Location
- 5851, avenue Somerled Montreal, Quebec, H3X 2A5 Canada
- Coordinates: 45°28′31″N 73°37′57″W﻿ / ﻿45.4753°N 73.6326°W

Information
- Founded: September 1988
- School board: English Montreal School Board
- Principal: Mauro Zampini
- Grades: K–11
- Language: French immersion
- Website: www.emsb.qc.ca/royalvale/

= Royal Vale School =

Royal Vale School (École Royal Vale) is a K–11 language immersion school in Region 3 of the English Montreal School Board. Students graduate from Royal Vale with a bilingual certificate.

The school has a focus on math and science.

==History==
Royal Vale School existed at the Dupuis location as an elementary school in the Protestant School Board of Greater Montreal from before 1959 through 1963 and beyond. In a more recent iteration (?), it opened to receive its first 125 students (from pre-kindergarten to grade 5) in September 1988 also at the Dupuis location. The project was initiated by Caroline Kramer-Zilkha, who had a vision of creating an enriched math/science school. After putting an ad in the local community paper, parental interest was overwhelming. With a dedicated group of parents, including Donna Cooper and Marla Shuster, a steering committee was formed and the model for Royal Vale School was created. The school would offer full French immersion, with an emphasis on math and science and include a compulsory 1 hour supplemental program at the end of the day which offered both Jewish Heritage Studies and academic enrichment.

Classes expanded the next year to include grade 6, reaching a population of 325 students.
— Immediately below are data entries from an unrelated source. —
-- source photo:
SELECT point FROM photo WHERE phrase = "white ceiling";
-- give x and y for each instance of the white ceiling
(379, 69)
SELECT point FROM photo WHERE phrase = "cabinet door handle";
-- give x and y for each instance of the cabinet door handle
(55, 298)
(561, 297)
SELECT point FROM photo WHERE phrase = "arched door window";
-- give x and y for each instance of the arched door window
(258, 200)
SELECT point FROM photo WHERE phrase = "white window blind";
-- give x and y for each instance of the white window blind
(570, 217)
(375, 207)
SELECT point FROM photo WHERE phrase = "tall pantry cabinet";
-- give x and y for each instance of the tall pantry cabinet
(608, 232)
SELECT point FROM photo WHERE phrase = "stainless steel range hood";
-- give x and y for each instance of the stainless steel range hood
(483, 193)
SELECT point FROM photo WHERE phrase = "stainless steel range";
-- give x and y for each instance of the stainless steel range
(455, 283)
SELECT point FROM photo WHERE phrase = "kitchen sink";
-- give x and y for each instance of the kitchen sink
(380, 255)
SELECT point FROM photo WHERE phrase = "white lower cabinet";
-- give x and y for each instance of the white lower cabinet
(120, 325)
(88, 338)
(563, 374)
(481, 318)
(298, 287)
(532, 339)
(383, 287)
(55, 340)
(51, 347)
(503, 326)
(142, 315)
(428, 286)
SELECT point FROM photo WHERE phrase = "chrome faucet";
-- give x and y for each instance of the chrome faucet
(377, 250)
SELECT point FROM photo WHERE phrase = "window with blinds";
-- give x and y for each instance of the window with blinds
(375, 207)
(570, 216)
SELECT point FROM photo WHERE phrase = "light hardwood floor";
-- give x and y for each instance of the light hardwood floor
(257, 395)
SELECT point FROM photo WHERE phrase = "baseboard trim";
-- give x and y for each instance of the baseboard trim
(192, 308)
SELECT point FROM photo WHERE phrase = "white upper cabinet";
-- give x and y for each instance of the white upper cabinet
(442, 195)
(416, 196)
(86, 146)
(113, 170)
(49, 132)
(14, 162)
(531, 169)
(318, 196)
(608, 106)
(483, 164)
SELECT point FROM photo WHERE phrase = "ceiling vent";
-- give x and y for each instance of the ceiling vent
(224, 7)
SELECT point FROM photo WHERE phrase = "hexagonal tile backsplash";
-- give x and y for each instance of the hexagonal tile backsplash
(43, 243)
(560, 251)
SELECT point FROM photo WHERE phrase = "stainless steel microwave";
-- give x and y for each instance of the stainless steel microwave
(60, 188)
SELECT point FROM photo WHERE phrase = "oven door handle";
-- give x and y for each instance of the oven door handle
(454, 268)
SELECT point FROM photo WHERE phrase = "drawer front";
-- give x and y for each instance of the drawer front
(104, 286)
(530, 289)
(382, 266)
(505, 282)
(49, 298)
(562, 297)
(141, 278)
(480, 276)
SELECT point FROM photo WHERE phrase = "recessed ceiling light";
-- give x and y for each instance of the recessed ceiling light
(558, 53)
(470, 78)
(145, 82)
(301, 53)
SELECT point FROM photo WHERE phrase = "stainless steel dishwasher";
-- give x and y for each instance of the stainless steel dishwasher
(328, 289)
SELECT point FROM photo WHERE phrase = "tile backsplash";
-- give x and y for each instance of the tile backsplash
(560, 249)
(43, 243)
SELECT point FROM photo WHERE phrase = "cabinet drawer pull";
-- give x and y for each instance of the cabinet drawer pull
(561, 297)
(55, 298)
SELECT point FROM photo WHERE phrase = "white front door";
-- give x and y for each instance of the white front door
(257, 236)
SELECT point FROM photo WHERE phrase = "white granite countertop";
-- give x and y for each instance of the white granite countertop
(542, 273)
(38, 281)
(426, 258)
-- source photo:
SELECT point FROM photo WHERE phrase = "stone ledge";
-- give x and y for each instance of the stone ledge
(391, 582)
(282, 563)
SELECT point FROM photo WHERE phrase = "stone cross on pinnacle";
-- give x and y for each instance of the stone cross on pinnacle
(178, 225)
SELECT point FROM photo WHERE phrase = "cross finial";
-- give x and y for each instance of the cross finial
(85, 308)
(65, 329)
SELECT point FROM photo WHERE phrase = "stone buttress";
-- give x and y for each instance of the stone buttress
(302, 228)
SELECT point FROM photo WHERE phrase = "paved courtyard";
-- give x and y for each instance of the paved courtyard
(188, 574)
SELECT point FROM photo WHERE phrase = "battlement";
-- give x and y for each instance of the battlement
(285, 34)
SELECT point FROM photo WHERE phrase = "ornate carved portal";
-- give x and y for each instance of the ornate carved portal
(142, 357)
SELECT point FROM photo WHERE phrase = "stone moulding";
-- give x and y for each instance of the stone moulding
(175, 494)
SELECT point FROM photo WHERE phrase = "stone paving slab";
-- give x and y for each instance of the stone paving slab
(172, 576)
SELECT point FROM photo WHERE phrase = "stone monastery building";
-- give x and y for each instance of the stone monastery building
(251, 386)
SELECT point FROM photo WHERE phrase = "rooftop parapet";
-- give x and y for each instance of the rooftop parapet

In 1992, Royal Vale moved to its present location on Somerled Avenue in Notre-Dame-de-Grâce, at the former Westhill High School. Within five years, three secondary classes were added at each grade level. Presently the school offers a complete program from Kindergarten to Secondary V. The current school population is stable, with an enrollment of 550 secondary students and 500 elementary students. There continue to be overnight lineups for registration each year.